PhD Thesis Defense
Zoom: https://caltech.zoom.us/j/82674474782
Increasing adoption of learning-based controllers in autonomous systems presents significant challenges to ensuring reliability, that traditional model-based approaches often enjoy. These controllers are particularly vulnerable to distribution shifts, mismatches between training and deployment data, which can be catastrophic in safety-critical applications. While classical robust control offers protection, it is often overly conservative, discarding valuable statistical information in favor of worst-case guarantees.
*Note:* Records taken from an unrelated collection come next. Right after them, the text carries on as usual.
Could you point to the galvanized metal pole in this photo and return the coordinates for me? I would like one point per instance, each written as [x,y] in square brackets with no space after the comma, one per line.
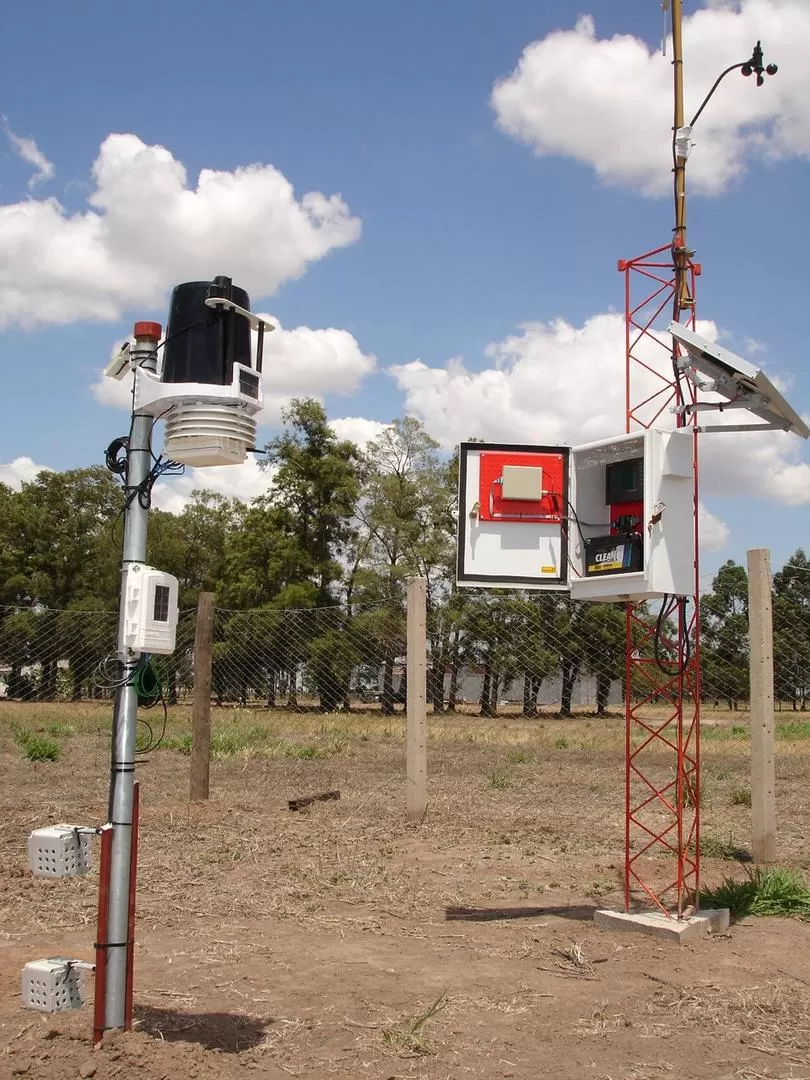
[124,719]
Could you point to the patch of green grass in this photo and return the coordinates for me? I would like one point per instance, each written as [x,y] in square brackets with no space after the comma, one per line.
[765,891]
[518,757]
[799,729]
[61,730]
[37,747]
[740,796]
[716,847]
[723,733]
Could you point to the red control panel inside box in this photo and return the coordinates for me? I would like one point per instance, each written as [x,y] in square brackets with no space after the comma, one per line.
[549,507]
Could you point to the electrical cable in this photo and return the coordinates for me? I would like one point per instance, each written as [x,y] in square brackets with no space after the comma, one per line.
[113,458]
[149,686]
[670,604]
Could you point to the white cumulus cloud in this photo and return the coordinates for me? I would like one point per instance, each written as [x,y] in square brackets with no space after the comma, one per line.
[714,534]
[358,429]
[245,482]
[27,149]
[21,471]
[297,363]
[554,382]
[608,102]
[146,228]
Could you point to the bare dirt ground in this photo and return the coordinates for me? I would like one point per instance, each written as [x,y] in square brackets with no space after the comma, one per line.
[340,942]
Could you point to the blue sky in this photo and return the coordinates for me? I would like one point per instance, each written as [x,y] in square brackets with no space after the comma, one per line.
[462,231]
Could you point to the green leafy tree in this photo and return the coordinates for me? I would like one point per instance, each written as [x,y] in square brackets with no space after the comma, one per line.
[405,516]
[315,488]
[62,547]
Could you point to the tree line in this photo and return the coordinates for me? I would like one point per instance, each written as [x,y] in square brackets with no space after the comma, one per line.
[310,582]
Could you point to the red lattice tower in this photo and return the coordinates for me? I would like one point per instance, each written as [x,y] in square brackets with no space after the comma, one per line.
[662,673]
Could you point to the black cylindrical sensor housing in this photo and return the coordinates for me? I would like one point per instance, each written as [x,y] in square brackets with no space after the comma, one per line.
[203,343]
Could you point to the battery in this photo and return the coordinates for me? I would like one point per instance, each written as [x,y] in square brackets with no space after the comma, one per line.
[613,555]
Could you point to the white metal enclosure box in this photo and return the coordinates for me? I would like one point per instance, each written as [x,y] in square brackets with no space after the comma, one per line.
[606,521]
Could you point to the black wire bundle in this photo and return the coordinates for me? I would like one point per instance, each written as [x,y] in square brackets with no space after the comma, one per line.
[670,604]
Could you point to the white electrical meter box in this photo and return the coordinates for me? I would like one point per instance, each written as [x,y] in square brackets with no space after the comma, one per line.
[606,521]
[52,985]
[150,610]
[59,851]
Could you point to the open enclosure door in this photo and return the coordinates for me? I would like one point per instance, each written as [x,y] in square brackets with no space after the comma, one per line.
[513,516]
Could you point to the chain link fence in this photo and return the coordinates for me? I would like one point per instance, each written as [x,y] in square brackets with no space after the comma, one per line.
[48,655]
[493,655]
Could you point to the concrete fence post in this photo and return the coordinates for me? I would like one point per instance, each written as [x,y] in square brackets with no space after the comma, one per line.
[417,719]
[763,767]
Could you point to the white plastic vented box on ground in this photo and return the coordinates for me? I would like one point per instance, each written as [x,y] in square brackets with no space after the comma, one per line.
[59,851]
[52,985]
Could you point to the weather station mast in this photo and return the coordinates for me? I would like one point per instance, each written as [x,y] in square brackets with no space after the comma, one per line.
[662,753]
[617,522]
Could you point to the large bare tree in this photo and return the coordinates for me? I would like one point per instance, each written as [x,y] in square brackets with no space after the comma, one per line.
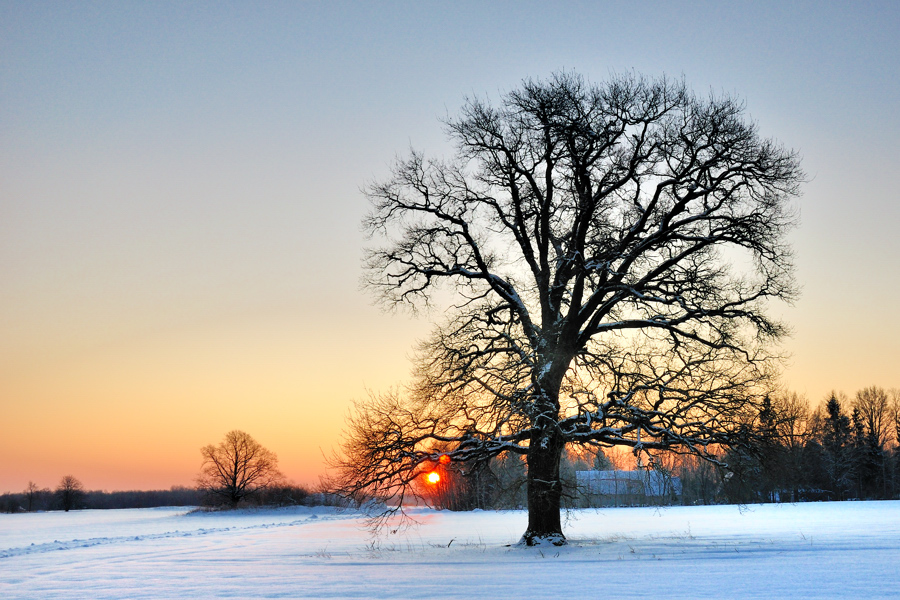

To address these limitations, my talk explores two complementary approaches that integrate statistical modeling into control design. First, I present distributionally robust control as a principled method for guarding against temporally correlated distribution shifts. By modeling uncertainty with a Wasserstein ball around a nominal distribution, I derive a tractable formulation that balances robustness and performance in a data-informed manner. However, these methods face scalability issues with longer time horizons. In the second part of the talk, I introduce the nonrational control framework, which enables the synthesis of scalable and stabilizing controllers for a broad class of infinite-horizon problems, including distributionally robust control. This framework allows for the design of finite-dimensional controllers even when the optimal solution is infinite-dimensional (nonrational). I demonstrate its generality through several examples, including mixed H2/H∞ control.